A symphony of screams arose from the crowd as the aircraft swooped overhead, just barely missing a few of the taller attendees. Those screams turned to delighted laughter as it pulled up just in time, and a sweet, pleasant smell wafted through the air in its wake.
Scrooge noticed their pleased reactions, and chuckled into the microphone.
"Smell that? That's the smell of the best idea of the century!"
Scrooge cringed, and the crowd gasped, as the plane touched down a ways away, skidding across the dirt and talking out two trees and a bench on its way.
"Er, besides the poor landin' skills of my personal pilot proving otherwise, it's also eco-friendly! What you just witnessed was a new type of aviation fuel- something we at McDuck Industries are calling 'Flubble Oil'. It's cheaper than kerosene to make, healthier for the environment, and hardly weighs a thing at all! And with it, it's sure to transform flight as we know it. Imagine with me, if ya would: visiting relatives can be quite the taxing avenue for both your mental well being and wallet. But it doesn't have t'be- for your pockets, anyhow. I make no guarantees on yer relatives." The old mallard paused again as the audience laughed. Scrooge continued. " Yes, cheaper fuel equals cheaper flights. No longer will Thanksgiving dinner cost over six hundred dollars for just a few hours in a crammed non-reclining seat!"

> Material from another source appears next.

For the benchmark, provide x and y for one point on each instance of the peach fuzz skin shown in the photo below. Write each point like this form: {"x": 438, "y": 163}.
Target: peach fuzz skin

The crowd cheered loudly, and yet again the chanting started. Scrooge McDuck laughed, taking in the energy as he mentally praised himself over the people eating up his every word. This was what he had been missing, this was what he had needed. And there was no doubt that after this performance his office would be flooded with calls from buyers from all around the globe!

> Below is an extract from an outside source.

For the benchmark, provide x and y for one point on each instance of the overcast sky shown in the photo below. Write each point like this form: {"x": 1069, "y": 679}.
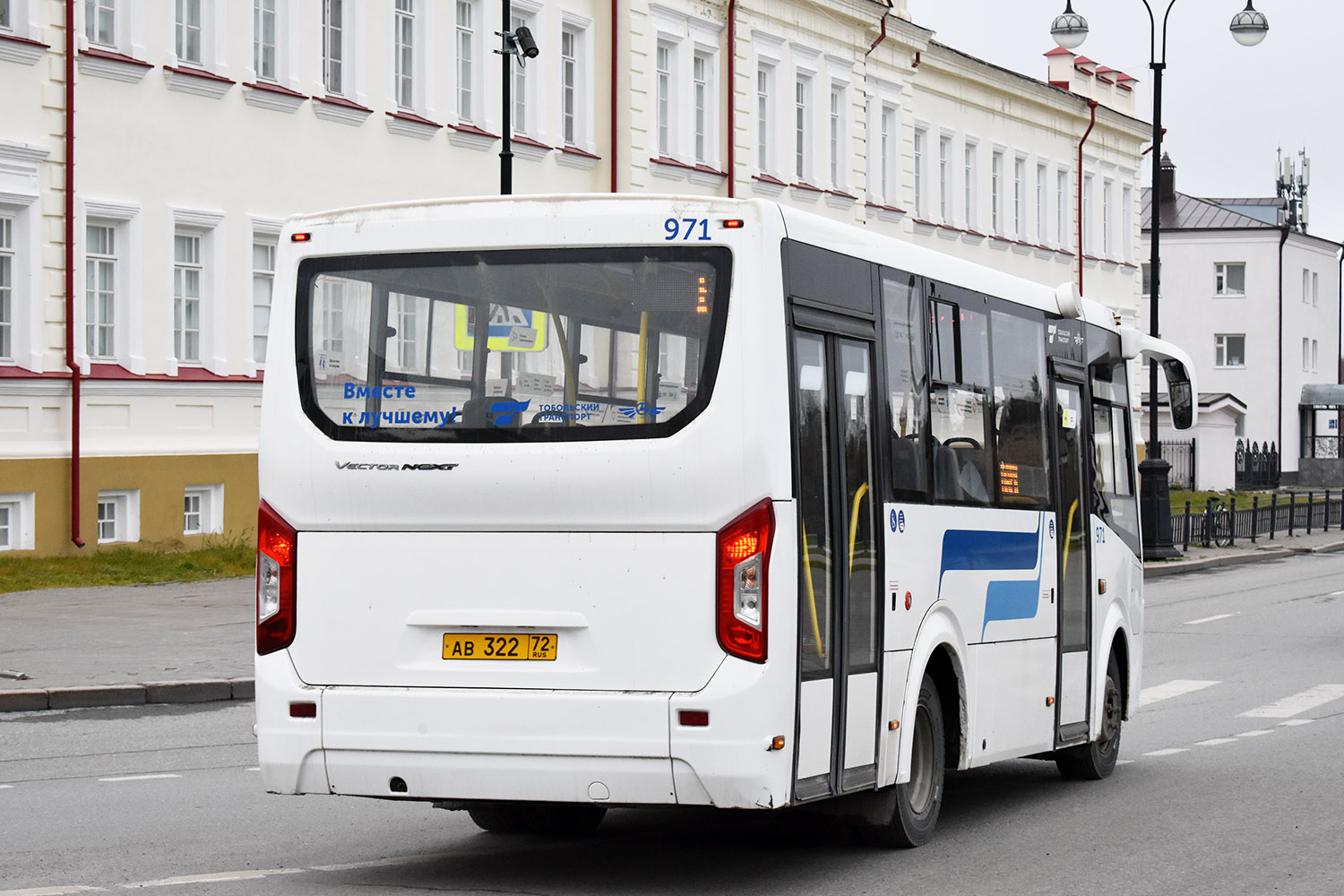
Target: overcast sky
{"x": 1226, "y": 108}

Scrooge smiled smugly as he raised his hand again, signalling that he had more to say.
"I'll admit, I've been very blessed with this new venture. I doubt things would've come along so nicely if it weren't for my personal guest I've invited t'watch the show from backstage- the one who is responsible fer me new fortune and luck: Flintheart Glomgold!"

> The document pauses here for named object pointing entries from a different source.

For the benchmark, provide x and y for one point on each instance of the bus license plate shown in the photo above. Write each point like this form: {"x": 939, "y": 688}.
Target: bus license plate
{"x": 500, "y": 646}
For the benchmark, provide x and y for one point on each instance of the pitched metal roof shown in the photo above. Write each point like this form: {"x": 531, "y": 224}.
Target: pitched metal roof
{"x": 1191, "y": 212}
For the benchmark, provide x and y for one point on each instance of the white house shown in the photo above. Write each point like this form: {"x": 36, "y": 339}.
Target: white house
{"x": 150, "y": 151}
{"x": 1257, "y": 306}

The curtains pulled away to show a very startled, but equally familiar, old duck. Glomgold straightened up with a jolt, before readjusting his tie just to give him something to distract the audience from the fact his face had been flushed red from rage just mere moments before. Scrooge, however, strolled over to his business counterpart as he with a false friendly airs, slapped the South-African duck on the back forcefully.
"Haha! Thanks, ya old goat! All that free publicity was awful kind of you. Here, have a free sticker to show my gratitude."
A bright, circular, rainbow print sticker was slapped onto the front of Glomgold's jacket, and he cringed when Scrooge draped an arm around his shoulders and lead him to the front of the crowd.
"Let's hear a round of applause, for the second- oh! I'm sorry, third most wealthy duck in the world!"
Glomgold smiled forcefully, as McDuck continued to wave to the crowd. The gruff mallard leaned in towards the other subtly, as he growled through his teeth at his enemy.
"I'll get you back for this, McDuck. Mark my words: you won't have the last laugh."
"Ya know, Flinty," the world's richest duck hugged the man next to him even tighter, as he chuckled for added effect. "I think I just did."